The Dow Jones Industrial Average was first published by Charles Dow in 1896 and followed the Dow Jones Transportation Average.
A walk down memory lane reveals that the original Dow Jones Industrial Average consisted of 12 companies; American Cotton Oil Company, American Sugar Company, American Tobacco Company, Chicago Gas Company, Distilling & Cattle Feeding Company, General Electric, Laclede Gas Light Company, National Lead Company, North American Company, Tennessee Coal, Iran and Railroad Company, U.S. Leather Company, United States Rubber Company. All but General Electric were removed, broken up or merged.
Today's Dow Jones consists of 30 U.S.-listed stocks that produce goods or provides services other than transportation and utility. The definition of industrial is kept intentionally broad to provide an indicator that reflects the performance of the entire U.S. economy. Constituents are selected by the editors of the "Wall Street Journal." A stock typically is added only if the company is widely known, demonstrates sustained growth, is of interest to a large number of investors, and accurately represents a market sector covered by the average.
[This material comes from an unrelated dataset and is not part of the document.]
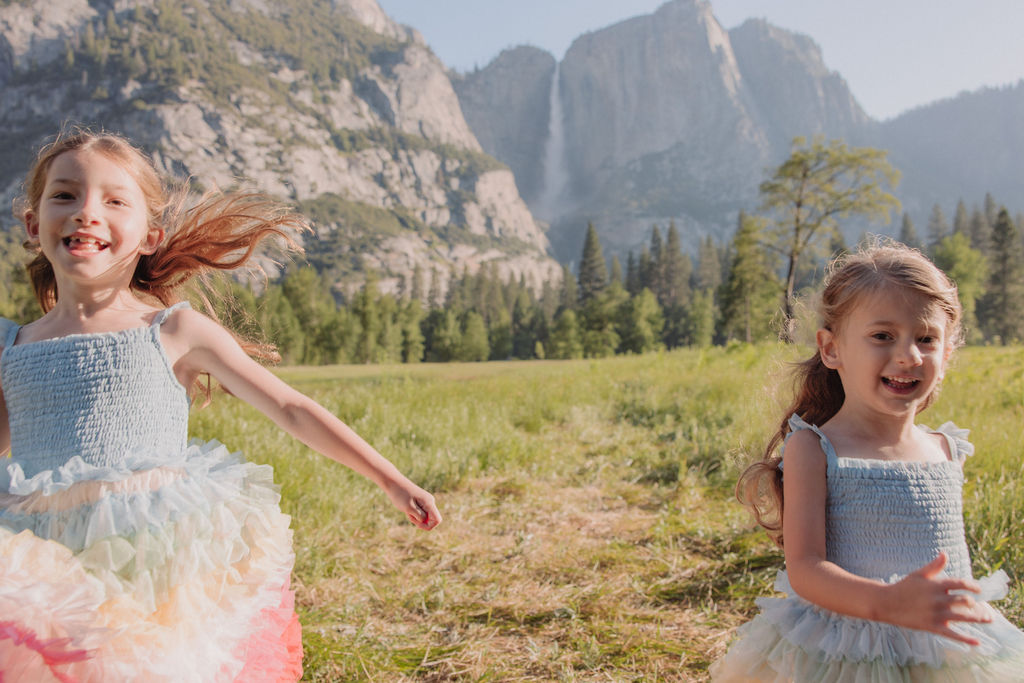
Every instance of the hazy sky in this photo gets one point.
(895, 54)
The Dow Jones (accurately referred to as average and not index), is price weighted, not market-capitalization weighted as many other popular indexes are. In other words, stocks with the highest share price have the greatest influence on the Dow's movement. One could argue that the Dow is the first fundamentally weighted index.
A $1 change in the price of any Dow Jones component equals an 8.14-point change in the average. This means that a 10 percent change in General Motors (at $10) will translate into a 10 point move of the Dow Jones while a 10 percent change in IBM (at $ 122) will propel the Dow Jones nearly 100 points.
The ETF that follows the Dow is called the Dow Diamonds (DIA).